One of the challenges of video captioning is that it does rely human intervention to achieve the most accurate results. That’s because speech recognition is only reliable in certain circumstances, usually when the speaker has set up a profile on a Dragon speech recognition engine (this could include instructors BTW).
To achieve the best transcription in other circumstances though (and human listeners require 96-98% accuracy), you usually need a person to do one of the following:
- Watch and transcribe a video
- Watch a video and correct speech recognition errors (e.g. “Rest in Peas” for “Rest in Peace”)

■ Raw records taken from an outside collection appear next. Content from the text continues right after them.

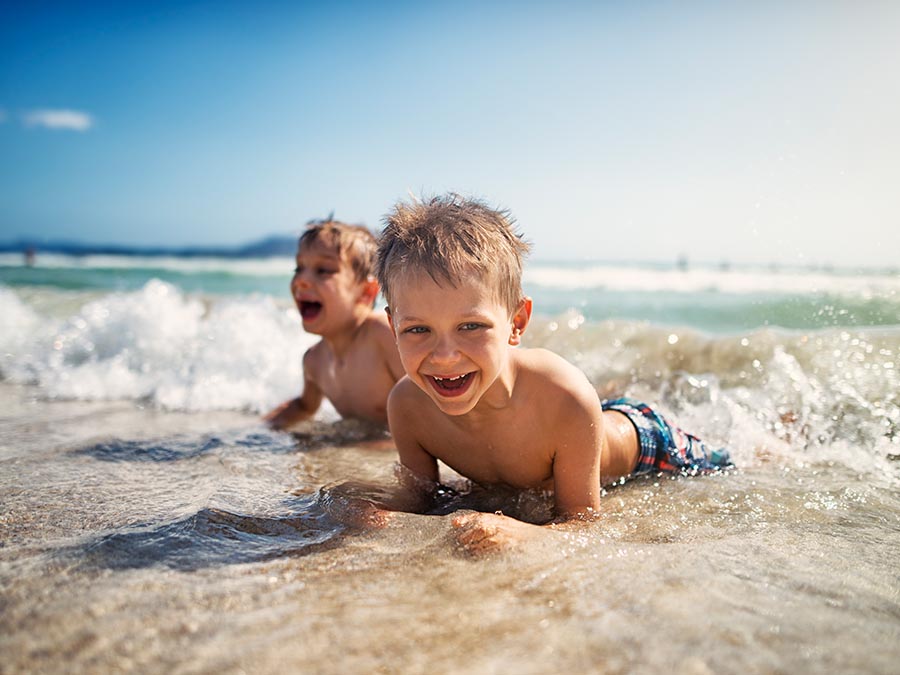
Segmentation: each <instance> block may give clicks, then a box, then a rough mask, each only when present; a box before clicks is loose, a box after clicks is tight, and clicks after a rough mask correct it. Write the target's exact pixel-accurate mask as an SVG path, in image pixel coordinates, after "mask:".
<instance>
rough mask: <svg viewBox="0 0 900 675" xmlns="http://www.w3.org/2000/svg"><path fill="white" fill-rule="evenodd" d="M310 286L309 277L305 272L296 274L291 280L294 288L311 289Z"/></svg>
mask: <svg viewBox="0 0 900 675" xmlns="http://www.w3.org/2000/svg"><path fill="white" fill-rule="evenodd" d="M309 286H310V283H309V277H308V276H307V275H306V274H304V273H303V272H297V273H295V274H294V278H293V279H291V287H292V288H309Z"/></svg>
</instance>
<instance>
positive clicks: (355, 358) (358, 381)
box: [264, 219, 403, 429]
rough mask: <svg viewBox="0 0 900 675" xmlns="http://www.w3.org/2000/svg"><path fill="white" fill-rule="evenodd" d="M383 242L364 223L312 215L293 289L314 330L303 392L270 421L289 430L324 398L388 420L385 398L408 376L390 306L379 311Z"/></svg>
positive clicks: (303, 322) (351, 411) (300, 304)
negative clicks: (318, 217) (396, 345)
mask: <svg viewBox="0 0 900 675" xmlns="http://www.w3.org/2000/svg"><path fill="white" fill-rule="evenodd" d="M375 251H376V243H375V237H374V235H373V234H372V233H371V232H370V231H369V230H368V229H366V228H365V227H363V226H361V225H347V224H345V223H341V222H338V221H335V220H331V219H328V220H324V221H313V222H311V223H310V224H309V225H308V226H307V229H306V231H305V232H304V233H303V234H302V235H301V236H300V240H299V242H298V245H297V267H296V268H295V270H294V277H293V279H291V295H292V296H293V297H294V302H295V303H296V305H297V310H298V311H299V312H300V317H301V318H302V320H303V328H304V330H306V331H307V332H308V333H313V334H315V335H320V336H322V340H321V341H319V342H318V343H316V344H315V345H313V346H312V347H310V348H309V349H308V350H307V351H306V354H304V356H303V392H302V393H301V394H300V396H298V397H297V398H294V399H291V400H289V401H285V402H284V403H282V404H281V405H280V406H278V407H277V408H275V410H273V411H271V412H270V413H268V414H267V415H266V416H265V417H264V420H265V421H266V422H267V423H268V424H269V425H270V426H272V427H274V428H276V429H286V428H288V427H291V426H293V425H294V424H297V423H298V422H301V421H303V420H306V419H309V418H310V417H312V416H313V414H315V412H316V411H317V410H318V409H319V406H320V405H321V403H322V398H323V397H325V398H327V399H328V400H329V401H331V403H332V405H334V407H335V409H336V410H337V411H338V412H339V413H340V414H341V416H343V417H350V418H357V419H362V420H367V421H370V422H375V423H378V424H382V425H386V424H387V411H386V403H387V397H388V393H389V392H390V390H391V387H393V386H394V383H395V382H396V381H397V380H398V379H399V378H400V377H401V376H402V375H403V367H402V365H401V364H400V357H399V355H398V353H397V347H396V346H395V344H394V340H393V337H392V335H391V330H390V327H389V326H388V322H387V319H386V317H385V315H384V312H381V311H378V312H376V311H375V309H374V305H375V300H376V298H377V297H378V282H377V281H376V280H375V278H374V276H373V267H374V260H375Z"/></svg>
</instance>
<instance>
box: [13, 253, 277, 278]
mask: <svg viewBox="0 0 900 675" xmlns="http://www.w3.org/2000/svg"><path fill="white" fill-rule="evenodd" d="M36 263H37V265H39V266H40V267H46V268H52V269H79V270H82V269H84V270H88V269H109V270H118V269H121V270H135V269H149V270H168V271H171V272H182V273H186V274H192V273H214V272H223V273H228V274H236V275H243V276H249V277H259V276H261V277H270V276H284V275H290V274H291V273H292V272H293V269H294V259H293V258H288V257H284V256H281V257H271V258H219V257H212V256H204V257H199V256H198V257H189V258H188V257H178V256H122V255H83V256H73V255H63V254H60V253H39V254H38V256H37V258H36ZM22 264H23V256H22V254H21V253H0V266H9V267H17V266H21V265H22Z"/></svg>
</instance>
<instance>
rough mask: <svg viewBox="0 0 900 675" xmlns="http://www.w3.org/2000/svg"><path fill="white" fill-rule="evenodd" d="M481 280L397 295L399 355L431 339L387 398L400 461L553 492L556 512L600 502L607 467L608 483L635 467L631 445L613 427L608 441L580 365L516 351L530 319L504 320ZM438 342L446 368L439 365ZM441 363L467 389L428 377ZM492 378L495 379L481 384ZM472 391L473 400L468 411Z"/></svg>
mask: <svg viewBox="0 0 900 675" xmlns="http://www.w3.org/2000/svg"><path fill="white" fill-rule="evenodd" d="M479 286H480V284H478V283H477V282H472V283H470V284H469V285H468V286H467V287H466V288H441V287H439V286H437V284H435V282H434V281H432V280H431V279H430V278H427V277H421V278H418V279H417V280H416V282H415V283H414V284H410V290H409V291H407V290H406V287H405V286H404V287H403V288H398V289H397V291H396V292H395V293H394V294H393V297H392V302H393V304H392V309H391V312H392V318H393V319H394V322H395V331H396V332H397V333H398V338H397V339H398V345H399V346H400V351H401V354H404V353H405V352H406V351H408V349H404V347H405V346H406V345H404V341H410V342H426V343H428V344H427V347H426V350H427V351H429V352H430V353H429V357H428V358H427V359H423V360H422V361H421V362H420V363H418V364H417V363H416V362H415V361H410V360H409V359H407V360H405V361H404V363H405V364H408V363H411V364H412V365H414V366H417V367H416V372H415V373H412V374H410V375H409V377H407V378H405V379H403V380H401V381H400V382H399V383H398V384H397V386H396V387H395V388H394V391H393V392H392V393H391V397H390V399H389V403H388V409H389V417H390V420H391V429H392V432H393V435H394V441H395V443H396V445H397V448H398V450H399V452H400V460H401V462H402V463H403V464H404V465H405V466H406V467H407V468H408V469H410V470H411V471H413V472H414V473H416V474H418V475H421V476H422V477H425V478H428V479H430V480H432V481H437V480H438V474H437V460H441V461H442V462H444V463H445V464H447V465H448V466H449V467H451V468H452V469H454V470H455V471H456V472H457V473H459V474H461V475H463V476H466V477H467V478H469V479H471V480H473V481H475V482H477V483H479V484H498V483H502V484H506V485H510V486H513V487H518V488H548V489H553V491H554V494H555V496H556V509H557V512H558V513H559V514H560V515H566V514H577V513H585V512H586V511H589V510H591V509H596V508H597V507H598V505H599V492H600V484H601V474H602V477H603V480H604V482H606V481H610V480H615V479H616V478H618V477H619V476H623V475H627V474H628V473H630V472H631V470H632V469H633V468H634V462H635V460H636V455H635V454H634V445H633V443H623V442H618V440H617V438H618V437H617V436H616V435H615V434H613V435H612V439H613V442H612V443H608V438H607V433H606V432H607V430H606V429H605V426H604V414H603V412H602V411H601V408H600V404H599V400H598V398H597V393H596V391H595V390H594V388H593V387H592V386H591V384H590V383H589V382H588V380H587V378H586V377H585V376H584V375H583V374H582V373H581V371H579V370H578V369H577V368H575V367H574V366H572V365H571V364H569V363H568V362H567V361H565V360H564V359H562V358H561V357H559V356H557V355H556V354H553V353H552V352H549V351H546V350H543V349H522V348H519V349H513V348H512V344H513V343H515V342H517V341H518V340H517V335H518V334H521V332H522V331H523V330H524V327H525V324H526V323H527V317H526V316H525V315H524V314H520V315H517V316H519V319H516V318H515V317H514V318H513V319H512V320H511V321H509V322H508V323H503V316H504V315H505V311H504V310H503V308H502V307H500V306H496V307H495V308H494V309H493V311H491V310H490V309H489V308H490V305H491V304H492V303H491V301H490V300H486V299H485V298H484V297H483V294H481V292H480V291H481V290H482V289H480V288H479ZM429 290H430V291H431V293H433V294H435V297H437V296H440V297H441V298H442V299H443V302H442V303H441V304H440V306H439V307H438V306H437V305H435V306H434V314H433V315H429V313H428V309H427V307H428V302H422V301H421V300H422V298H421V297H416V296H422V295H423V294H424V295H427V294H428V292H429ZM479 296H481V300H480V301H479V300H478V297H479ZM478 302H481V306H477V307H476V304H477V303H478ZM457 308H459V311H458V312H455V310H457ZM486 308H488V311H485V309H486ZM473 310H474V311H473ZM492 318H493V319H496V321H492ZM468 324H471V325H468ZM498 324H499V325H498ZM459 327H465V328H466V330H459ZM410 330H412V331H413V332H412V334H409V333H404V331H410ZM423 331H425V332H423ZM504 336H505V339H504ZM423 337H424V340H423ZM492 342H493V343H495V344H493V345H491V343H492ZM439 344H442V345H443V346H437V350H441V349H443V350H445V351H446V353H447V361H446V364H447V365H436V364H435V360H434V352H435V347H436V345H439ZM492 348H493V351H492ZM412 349H413V350H414V349H415V346H413V347H412ZM479 352H482V354H479ZM490 352H492V353H490ZM488 353H490V356H492V357H494V358H495V359H496V361H495V362H496V363H497V364H498V365H499V368H498V372H497V373H495V374H494V373H489V372H488V368H489V367H490V364H491V363H492V361H491V360H490V359H488V358H487V354H488ZM439 358H440V357H439ZM451 362H452V365H451ZM479 366H481V367H479ZM441 368H450V369H451V370H453V373H449V372H448V373H446V374H447V375H455V376H457V377H459V379H462V378H467V379H466V385H465V386H466V387H467V389H466V391H463V392H462V393H459V390H449V391H446V392H445V391H443V388H445V387H443V385H441V384H440V383H438V382H435V383H432V382H429V376H430V375H431V376H433V375H434V374H435V373H434V372H432V371H435V370H436V369H437V370H438V371H439V370H440V369H441ZM490 375H494V376H495V379H493V380H492V381H491V382H487V381H485V380H486V379H487V377H489V376H490ZM416 379H418V380H419V381H418V382H416V381H415V380H416ZM423 385H424V386H423ZM485 385H487V386H485ZM479 388H481V389H482V391H480V392H479ZM448 395H449V400H442V398H448ZM470 397H471V399H472V400H474V405H472V407H471V408H469V409H466V407H467V405H466V403H467V401H466V399H468V398H470ZM457 399H459V400H458V401H457ZM475 399H477V400H475ZM454 406H456V410H454V408H453V407H454ZM454 413H456V414H454ZM612 431H615V429H613V430H612Z"/></svg>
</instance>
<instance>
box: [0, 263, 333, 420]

- Have a videographer watch and repeat the words on the video through her or his trained speech recognition speech system
Note that all of the above assume that someone is spending time re-watching the video. Ugh!
Could an Easy Button be Coming?
What we are all waiting for is the captioning “Easy Button” that will allow use to upload any video file and presto – get back a reasonably accurate transcription regardless of the speaker.
The good news is that Norwegian University of Science and Technology (NTNU) has been working on new speech recognition algorithms. Unlike previous systems, it appears that this one will include a little more old-fashioned phonetic and phonological information and won’t be quite as reliant on statistical models.
It still might not be perfect. As with current systems, you will need high quality recordings so the right amount of phonetic information can be retrieved. I suspect that any speaker outside known linguistic parameters (e.g. a speaker with an undocumented accent) will still be able to throw off the system.
But I am glad that linguistics is being included in the solution.